How can I accomplish such a thing. I kno this is a fairly broad question, but what i am really asking is, how can I make a small part of my website reload when pressing the submit button and using the input given in the text field as a parameter of some kind.
I don't need whole answers, just any tips getting to the right path would be greatly appreciated!
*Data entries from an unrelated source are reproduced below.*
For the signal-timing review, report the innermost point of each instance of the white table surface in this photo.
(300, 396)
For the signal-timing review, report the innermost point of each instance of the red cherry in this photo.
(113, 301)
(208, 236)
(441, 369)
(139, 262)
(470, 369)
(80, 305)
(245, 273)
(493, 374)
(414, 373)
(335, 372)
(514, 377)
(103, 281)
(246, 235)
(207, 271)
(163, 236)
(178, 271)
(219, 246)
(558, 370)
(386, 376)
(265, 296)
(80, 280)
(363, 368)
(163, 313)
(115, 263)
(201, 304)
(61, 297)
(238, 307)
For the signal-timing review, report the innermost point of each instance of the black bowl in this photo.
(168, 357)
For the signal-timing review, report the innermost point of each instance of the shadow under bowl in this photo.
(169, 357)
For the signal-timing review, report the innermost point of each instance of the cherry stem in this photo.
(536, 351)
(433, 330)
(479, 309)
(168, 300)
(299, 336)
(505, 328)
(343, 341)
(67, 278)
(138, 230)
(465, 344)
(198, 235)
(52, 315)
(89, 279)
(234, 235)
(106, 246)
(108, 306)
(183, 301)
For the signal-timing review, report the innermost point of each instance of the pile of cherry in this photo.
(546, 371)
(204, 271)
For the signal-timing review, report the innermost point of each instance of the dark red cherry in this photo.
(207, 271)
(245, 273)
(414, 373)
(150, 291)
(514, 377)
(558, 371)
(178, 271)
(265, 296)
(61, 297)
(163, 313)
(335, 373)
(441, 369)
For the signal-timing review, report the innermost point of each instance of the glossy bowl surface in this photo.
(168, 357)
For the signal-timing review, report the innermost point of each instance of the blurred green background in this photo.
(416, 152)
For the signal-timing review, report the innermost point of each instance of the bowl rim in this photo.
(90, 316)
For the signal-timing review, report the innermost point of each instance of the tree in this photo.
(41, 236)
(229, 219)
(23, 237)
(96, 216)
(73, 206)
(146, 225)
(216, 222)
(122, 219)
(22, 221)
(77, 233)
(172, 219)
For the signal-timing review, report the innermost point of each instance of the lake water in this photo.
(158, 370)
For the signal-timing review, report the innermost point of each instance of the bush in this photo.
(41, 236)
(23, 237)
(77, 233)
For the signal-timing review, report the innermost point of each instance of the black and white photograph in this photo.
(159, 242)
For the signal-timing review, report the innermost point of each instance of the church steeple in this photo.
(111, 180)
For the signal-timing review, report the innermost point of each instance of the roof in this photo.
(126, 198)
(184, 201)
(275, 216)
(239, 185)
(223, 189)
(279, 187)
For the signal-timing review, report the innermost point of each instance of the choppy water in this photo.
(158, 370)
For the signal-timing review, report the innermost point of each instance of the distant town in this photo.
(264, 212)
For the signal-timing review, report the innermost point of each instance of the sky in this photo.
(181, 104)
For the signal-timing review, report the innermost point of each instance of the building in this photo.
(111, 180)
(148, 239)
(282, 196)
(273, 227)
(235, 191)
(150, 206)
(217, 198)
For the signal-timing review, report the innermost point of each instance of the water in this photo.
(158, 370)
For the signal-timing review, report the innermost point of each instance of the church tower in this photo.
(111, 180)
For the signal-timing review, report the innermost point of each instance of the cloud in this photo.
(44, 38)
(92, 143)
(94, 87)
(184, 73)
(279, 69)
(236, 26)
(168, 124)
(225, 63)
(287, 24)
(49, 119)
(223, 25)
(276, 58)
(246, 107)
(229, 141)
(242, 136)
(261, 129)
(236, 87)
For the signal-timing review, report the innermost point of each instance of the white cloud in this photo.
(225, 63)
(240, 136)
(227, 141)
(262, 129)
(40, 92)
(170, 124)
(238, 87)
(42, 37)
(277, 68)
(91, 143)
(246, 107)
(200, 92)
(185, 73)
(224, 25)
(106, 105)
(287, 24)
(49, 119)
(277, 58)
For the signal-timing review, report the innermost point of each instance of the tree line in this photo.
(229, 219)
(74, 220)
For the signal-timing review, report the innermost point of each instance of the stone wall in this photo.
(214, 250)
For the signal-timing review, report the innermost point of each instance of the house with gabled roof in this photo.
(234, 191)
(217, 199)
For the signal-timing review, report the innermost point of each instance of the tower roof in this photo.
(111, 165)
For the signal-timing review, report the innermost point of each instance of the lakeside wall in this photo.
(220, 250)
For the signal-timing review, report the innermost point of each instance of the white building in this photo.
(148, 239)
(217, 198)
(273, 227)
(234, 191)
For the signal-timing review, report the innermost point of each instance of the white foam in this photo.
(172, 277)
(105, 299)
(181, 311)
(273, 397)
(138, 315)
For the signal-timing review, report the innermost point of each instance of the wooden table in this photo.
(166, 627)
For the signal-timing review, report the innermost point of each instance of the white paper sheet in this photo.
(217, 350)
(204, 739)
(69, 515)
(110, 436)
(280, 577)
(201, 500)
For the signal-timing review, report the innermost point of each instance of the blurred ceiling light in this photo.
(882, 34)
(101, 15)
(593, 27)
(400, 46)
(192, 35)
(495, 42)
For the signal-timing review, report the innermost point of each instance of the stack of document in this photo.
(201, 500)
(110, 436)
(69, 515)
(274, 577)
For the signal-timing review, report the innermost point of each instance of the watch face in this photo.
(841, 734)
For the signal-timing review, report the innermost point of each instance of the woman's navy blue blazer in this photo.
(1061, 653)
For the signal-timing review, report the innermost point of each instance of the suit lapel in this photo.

here my code for the input and button:
in head
<script type="text/javascript" src="jquery.js"></script>
<script>
function ok(){
$.post("test.php", { name: "John", time: "2pm" }, function(data){ alert("Data Loaded: " + data); });
}
</script>
in body:
<form autocomplete="off">
<p>
Food <label>:</label>
<input type="text" name="food" id="food" / >
</p>
<input type="submit" id="submit" value="Submit" onclick="ok()" />
</form>
or:
head:
<script type="text/javascript" src="http://code.jquery.com/jquery-1.4.4.js"></script>
<script>
$("input[type='submit']").bind("click", function (event) {
event.preventDefault(); // Stop a form from submitting
$.post("/path/to/call", { /* data? */ }, function (data) {
// Process return data here
});
});
</script>
body:
<form autocomplete="off">
<p>
Food <label>:</label>
<input type="text" name="food" id="food" / >
</p>
<input type="submit" id="submit" value="Submit" />
</form>
jQuery and Ajax.
Change that input to a button
<button id="submit">Save</button>
For this I would do something like:
$("button#submit]").bind("click", function (event) {
event.preventDefault(); // Stop a form from submitting
$.post("/path/to/call", { /* data? */ }, function (data) {
// Process return data here
});
});
You need to first catch the click event .bind("click"). Then initiate an ajax call $.post which you will send data to. This data is received on the server via the POST array.
Like Josh said, jQuery is the way to go here.
You'll want to do 3 things:
Attach a click handler to a button like "onclick='doSomething();'"
In that function,use jQuery to do an async post to a script like
$.post("test.php", { name: "John", time: "2pm" },
function(data){
alert("Data Loaded: " + data);
});
When this comes back, you can do something with that data(instead of the alert above), like $('#listnode').append... which would stick the HTML into your list
This is the general pattern, but you'll have to fit it to your scenario.
It is hard to answer your question from what little you have given us, but I will assume little knowledge.
Your input fields have to be inside a form tag. The form tag includes an action and a method. The method must be "POST" to send the data. The action can be any URL.
You simply have to name the URL of your php script that will handle the results.
It will find the data in $_POST['food'] etc. It has to build the reply page - the whole screen, with the food and data and the search form for the next submit if you want.
If you want to use AJAX to replace part of the screen, then you have a whole nother level of problems. The trick is to replace the content of a div tag with the requested data.